On September 20, 2011, Don’t Ask, Don’t Tell was repealed. As part of the terms of her retirement retraction, her boss put her name in for promotion. Smith was deployed in Afghanistan at the time, but upon her return she and Tracey got married. On August 10, 2012, Tammy Smith was promoted to brigadier general, and became the first openly gay general officer to serve in the U.S. military since the ban was repealed.

“One of the things that has been a privilege, is with the visibility of my promotion I have met a lot of people who were harmed by their discharge and felt like they let down their service,” she said. “Now, I have this great privilege to have healing conversations, and tell them that their service was just as valuable.”

Additionally, Smith became the first female flag officer from Oregon’s 100-year-old ROTC program. The UO’s ROTC has produced more general officers than any other nonmilitary university in the country; now a major general and serving as the deputy commanding general of sustainment in the Eighth Army in South Korea—the first female general officer to hold a headquarters-level position in the Eighth Army—Smith is the 47th general officer produced by the UO's ROTC program.

“The current ROTC program at the UO is amazing,” she said. “The increased enrollment is very telling of how many people go to the UO specifically for the strength in the program and its high profile, and we see that based on the increased numbers going in the military afterwards. Oregon doesn’t have an army base and we’re not a military state, so the program gives people a place to be connected, making Oregon’s ROTC particularly impressive.”
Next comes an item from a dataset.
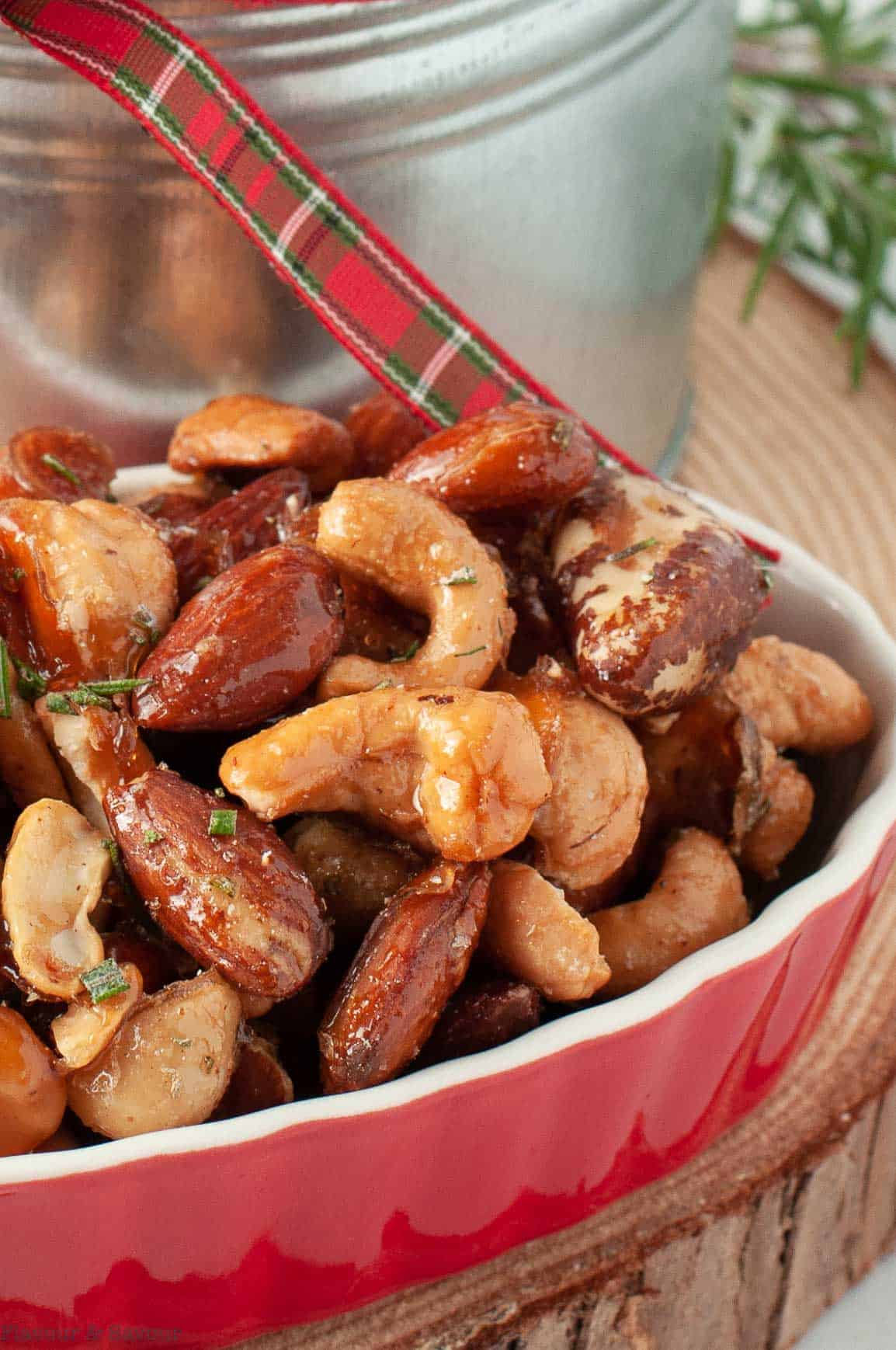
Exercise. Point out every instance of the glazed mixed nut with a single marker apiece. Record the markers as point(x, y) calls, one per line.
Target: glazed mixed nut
point(362, 750)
No matter where in the world she is serving, Smith follows the UO and is proud to be a Duck fan. When the UO played Auburn in the 2011 BCS National Championship game, a friend sent a box filled with hundreds of duck lips to her in Afghanistan to give to fellow soldiers while watching the game. They didn’t arrive in time for kickoff, but when they did show up she gave them to hospitalized children, who used them for respiratory therapy. One day her friends sent her a UO flag; while she and some fellow soldiers were driving, she stopped take a photo with the flag, and found one of the soldiers with her was from Eugene.
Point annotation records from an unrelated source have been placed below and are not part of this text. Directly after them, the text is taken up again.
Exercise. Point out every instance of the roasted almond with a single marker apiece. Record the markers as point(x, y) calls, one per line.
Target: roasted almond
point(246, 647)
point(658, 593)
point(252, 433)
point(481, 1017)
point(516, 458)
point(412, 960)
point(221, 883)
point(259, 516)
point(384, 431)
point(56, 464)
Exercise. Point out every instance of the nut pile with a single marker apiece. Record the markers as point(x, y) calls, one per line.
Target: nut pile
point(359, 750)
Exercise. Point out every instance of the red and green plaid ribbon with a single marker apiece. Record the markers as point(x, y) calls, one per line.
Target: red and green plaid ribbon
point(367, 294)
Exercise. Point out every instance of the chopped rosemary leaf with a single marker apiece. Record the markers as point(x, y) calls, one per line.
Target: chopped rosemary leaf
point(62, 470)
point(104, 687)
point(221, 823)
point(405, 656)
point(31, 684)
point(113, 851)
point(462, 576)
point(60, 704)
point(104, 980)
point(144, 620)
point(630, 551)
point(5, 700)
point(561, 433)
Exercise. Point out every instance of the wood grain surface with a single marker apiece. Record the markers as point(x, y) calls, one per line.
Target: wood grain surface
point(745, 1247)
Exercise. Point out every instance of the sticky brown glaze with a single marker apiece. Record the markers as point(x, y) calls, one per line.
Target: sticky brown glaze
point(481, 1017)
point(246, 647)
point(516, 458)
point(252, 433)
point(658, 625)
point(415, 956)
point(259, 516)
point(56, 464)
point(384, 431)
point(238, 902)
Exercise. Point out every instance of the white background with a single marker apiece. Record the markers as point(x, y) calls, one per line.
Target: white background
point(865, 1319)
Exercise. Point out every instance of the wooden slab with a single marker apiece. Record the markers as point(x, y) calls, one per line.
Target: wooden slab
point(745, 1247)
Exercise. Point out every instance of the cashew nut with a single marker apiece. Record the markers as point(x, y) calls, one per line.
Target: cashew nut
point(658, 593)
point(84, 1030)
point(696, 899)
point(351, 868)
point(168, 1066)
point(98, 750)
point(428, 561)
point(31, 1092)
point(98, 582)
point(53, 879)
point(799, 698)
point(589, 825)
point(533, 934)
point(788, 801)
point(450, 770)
“What’s cool about Oregon is when you circle back and you run into someone who is a former Duck, it’s like you’re instant friends,” she said. “We were both so excited, and we took the photo holding the flag, together.”

Smith now feels she is “living a charmed life,” leading wholeheartedly as the bridging of her values and military value system are in alignment.

“I feel like I’m on borrowed time being a general,” she said. “The army trusted me to lead, and it feels too good to be true. The goal for me is to continue to always try to improve my leadership and do the best work for the soldiers I have responsibility for.”

Tammy Smith is a Bronze Star recipient, holds the Legion of Merit Medal, Meritorious Service Medals (two oak leaf clusters), Army Commendation Medals (four oak leaf clusters), Afghanistan Campaign Medal, Combat Action Badge, Senior Parachutist Badge, Parachute Rigger Badge, and the Army Staff Badge.